Almost immediately the woman shouted at me ‘I don’t want to die’ – to which I simply said “just remember that”. She smiled, hugged me, hugged her friend, they walked off, and I ran to catch my flight. I hoped that it all turned out well, and I occasionally wondered what happened to that woman.  Then, 20 years later there was a knock on the door of my office at the university. It was that same woman. She told me that she was travelling around Australia, and about her wonderful life back in Sweden. Neither of us mentioned our interaction at the airport. However, it must have taken some effort to track me down – and I guess that she just wanted to let me know that she was still alive and, indeed, doing well. This is what can happen in a ‘gift economy’.

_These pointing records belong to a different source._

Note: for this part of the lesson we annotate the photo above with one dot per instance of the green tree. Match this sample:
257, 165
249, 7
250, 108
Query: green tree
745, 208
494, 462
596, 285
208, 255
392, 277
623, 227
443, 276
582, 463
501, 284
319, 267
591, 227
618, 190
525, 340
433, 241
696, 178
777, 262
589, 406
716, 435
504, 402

This example also illustrates the difference between what we want deep down in the essence of our being (in her case to live), and what we might reactively and superficially think we want (perhaps in response to a current difficulty).  It is important to remember this distinction when making the big decisions in our lives. For example, it may involve responding with ‘yes’ or ‘no’ to a request when saying the opposite would be easier or more acceptable. Exercising genuine leadership often requires that we do this.

These days as a retired professor I receive many surprise gifts – often as emails that invariable start with ‘you probably don’t remember me, but you… (and then a description of something that I had done in a class or tutorial – often something that I no longer clearly remember doing)… and then how valuable it had been for them in their life.

So I encourage you to both reflect on the most important gifts you might give and receive throughout your meaningful lives – and to get started after this ceremony is over by giving and receiving some gifts associated with your graduation.

Again, a big well done – and thank you for listening to this small gift to you.